EEG microstate-based static and dynamic brain functional network differences in autism spectrum disorder children and tDCS interventional modulation.

Researchers used brain scans to study how autistic children's brains connect and communicate differently from other children. They found clear differences in brain activity patterns that could identify autism with high accuracy. The study also tested a brain stimulation treatment called tDCS, which showed promising results in improving brain connectivity patterns in autistic children.

This study examined brain network differences between autistic children and typically developing children using EEG microstate analysis, which measures brief patterns of brain activity during rest. Researchers found significant differences in both static (stable) and dynamic (changing) brain connectivity patterns. Autistic children showed reduced connectivity in microstate A and increased connectivity in microstate D compared to controls, with overall reduced dynamic connectivity across all microstates. These features achieved 96.33% accuracy in distinguishing autistic from typically developing children using machine learning.
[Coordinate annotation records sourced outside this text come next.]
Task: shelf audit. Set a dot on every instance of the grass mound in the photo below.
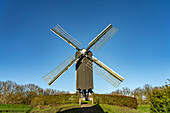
(118, 100)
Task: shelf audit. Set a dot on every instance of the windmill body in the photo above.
(84, 75)
(84, 62)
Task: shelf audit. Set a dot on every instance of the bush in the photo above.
(55, 99)
(160, 99)
(119, 100)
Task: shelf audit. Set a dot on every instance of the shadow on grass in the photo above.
(94, 109)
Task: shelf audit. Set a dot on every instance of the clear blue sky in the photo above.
(140, 51)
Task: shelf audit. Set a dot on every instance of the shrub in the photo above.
(160, 99)
(119, 100)
(55, 99)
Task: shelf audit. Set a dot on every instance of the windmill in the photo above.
(84, 62)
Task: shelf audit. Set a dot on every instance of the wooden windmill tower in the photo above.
(84, 61)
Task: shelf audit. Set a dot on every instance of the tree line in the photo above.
(13, 93)
(140, 93)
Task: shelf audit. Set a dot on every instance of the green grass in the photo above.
(118, 109)
(144, 108)
(14, 107)
(57, 108)
(72, 108)
(86, 102)
(114, 109)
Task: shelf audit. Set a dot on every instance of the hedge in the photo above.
(119, 100)
(55, 99)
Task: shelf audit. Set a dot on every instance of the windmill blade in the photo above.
(59, 70)
(106, 76)
(58, 30)
(99, 36)
(111, 76)
(99, 41)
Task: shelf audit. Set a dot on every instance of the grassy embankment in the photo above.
(72, 108)
(14, 108)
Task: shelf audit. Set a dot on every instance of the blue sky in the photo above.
(140, 50)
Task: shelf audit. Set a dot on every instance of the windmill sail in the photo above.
(106, 76)
(66, 37)
(58, 69)
(99, 36)
(104, 39)
(105, 72)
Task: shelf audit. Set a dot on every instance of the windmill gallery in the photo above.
(84, 62)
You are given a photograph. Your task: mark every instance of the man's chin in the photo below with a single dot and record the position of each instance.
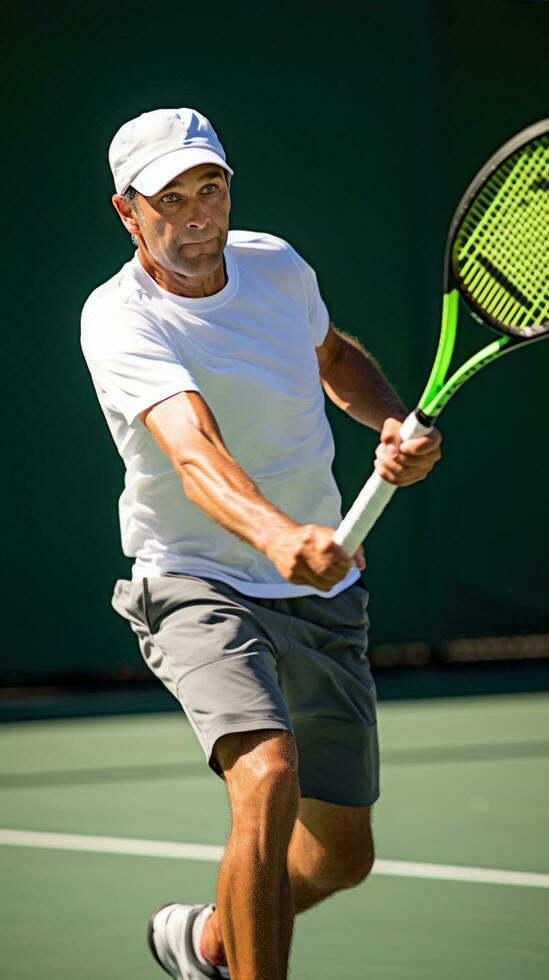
(202, 263)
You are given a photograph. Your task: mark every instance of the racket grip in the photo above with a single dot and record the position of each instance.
(374, 496)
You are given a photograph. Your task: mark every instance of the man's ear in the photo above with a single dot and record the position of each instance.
(126, 213)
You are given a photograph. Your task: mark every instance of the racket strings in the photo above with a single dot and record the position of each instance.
(502, 247)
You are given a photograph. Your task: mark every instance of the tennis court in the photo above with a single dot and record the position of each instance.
(465, 793)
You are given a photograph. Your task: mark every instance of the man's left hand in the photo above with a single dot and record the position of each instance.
(403, 463)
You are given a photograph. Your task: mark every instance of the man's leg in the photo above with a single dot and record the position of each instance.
(331, 848)
(254, 901)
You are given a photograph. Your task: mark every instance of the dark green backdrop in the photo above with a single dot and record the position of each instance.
(352, 128)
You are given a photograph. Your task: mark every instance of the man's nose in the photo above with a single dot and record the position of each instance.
(197, 219)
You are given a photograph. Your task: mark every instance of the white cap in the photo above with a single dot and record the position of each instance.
(150, 150)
The study also investigated transcranial direct current stimulation (tDCS) intervention, finding it produced positive changes in brain connectivity patterns in autistic children.

EEG microstate analysis may provide objective biomarkers for autism diagnosis and monitoring treatment response. tDCS shows promise as a non-invasive intervention but requires further validation with larger samples and behavioral assessments before clinical implementation.

Sample size not reported, limiting assessment of study power. Intervention effects described as 'trends' and 'tendencies' suggest modest changes. Unknown study design and control conditions for tDCS intervention. Lack of behavioral outcome measures to correlate with brain changes.

Autism has garnered significant attention due to its abnormal brain network function. EEG microstates are brief, stable patterns of brain activity during rest, lasting 80-120 milliseconds before rapidly transitioning to new configurations. A static brain functional network was constructed based on microstates, and the static brain functional network was further quantified using fuzzy entropy to build a dynamic brain functional network. The techniques thoroughly assessed how children with autism spectrum disorder (ASD) and typically developing (TD) brain networks differed from two angles: microstate static functional connectivity and dynamic temporal variability.

These features were used in a support vector machine classification model to distinguish ASD children. Additionally, the impact of transcranial direct current stimulation (tDCS) on the brain functional network of ASD children was also assessed using this approach. The static functional connectivity of microstate A in ASD children was significantly lower than that of TD children, while the static functional connectivity of microstate D was significantly higher in the ASD group. The dynamic functional connectivity of microstates A, B, C, and D in the ASD group was significantly reduced across the whole brain.

The support vector machine (SVM) classification accuracy based on these features was 96.33 %. Furthermore, after tDCS intervention, ASD children showed a trend of increased static functional connectivity in microstates A and C, as well as a tendency for increased dynamic functional connectivity in microstates A, B, and D. A notable disparity was observed between children diagnosed with ASD and TD regarding their static and dynamic brain networks. The excellent classification results were achieved.

Furthermore, it was discovered that the tDCS intervention altered the children with ASD's static and dynamic brain networks.